Otherwise, Apple Pay is great, fabulous, wonderful, nearly perfect and already a hit among iPhone, iPad, Watch, and now Mac users. Oh, and by the way, Apple Pay on the web already challenges PayPal, Braintree, and others to become the 5th most used payment technology on the web. Mostly. Kinda sorta.
Touch To Buy
What could be easier than a simple fingerprint touch to buy something? Alright, it’s not quite that easy, but it’s as easy as it gets short of a mind reading machine. Use Touch ID for easy purchases using iPhone and iPad. Ditto for Watch, but you need an iPhone for that, too. Ditto for Mac with the Apple Pay on the Web option, soon to be available on the MacBook Pro late 2016 models.
Therein lies Apple’s problem. If you’re Apple centric, you get Touch ID everywhere. A company called SimilarTech, which tracks such things, already has Apple among the Top 5 of the Top 10-thousands Sites which take payments. That’s not quite as good as it sounds because Apple Pay remains less than 10-percent of leader PayPal, but not bad for being out just a couple of months.
What’s interesting about the chart is how quickly Apple Pay made the top tier of websites, and the fact that Google Wallet is nowhere to be seen, and online giant Amazon’s Amazon Payments is so far behind. Apple Pay shows up only on a thousand or so websites while PayPal has over 1-million and Google Wallet 13,000.
Since iPhone, iPad, and Mac are minor players when it comes to marketshare, that means Apple’s customers use Apple Pay to a disproportionate rate.

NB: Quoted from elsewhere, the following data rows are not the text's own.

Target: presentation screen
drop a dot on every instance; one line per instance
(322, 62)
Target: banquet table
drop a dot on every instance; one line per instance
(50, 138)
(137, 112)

What’s the conundrum here?
It’s that marketshare vs. usability issue that has both haunted Apple and helped make the company successful for decades. With few exceptions, everything Apple does is lower marketshare, higher premium end of the product spectrum. That automatically limits how far into the marketplace Apple Pay can go, yet, we see rapid growth when compare to online payment methods that have been around for years, have much greater marketshare, but obviously far less customer engagement.
When it comes to Apple’s App Stores, the company’s customers spend more per device than competitor’s app stores, and the same appears to be holding true for Apple Pay. Sure, it’s only on Apple, but it works so well that it get used more frequently than many of the dozens of online payment systems.
How can Apple add to the marketshare end while retaining security? I have an idea. Apple Pay via Touch ID on the new MacBook Pro models uses a built-in secure enclave chip. The fingerprint gets read and saved in a secure place. How about a Bluetooth keyboard with Touch ID? Or, a Bluetooth smart mouse with Touch ID? Or, a simple Bluetooth device that only does Touch ID for Windows PCs?
It could happen. It won’t. But it could.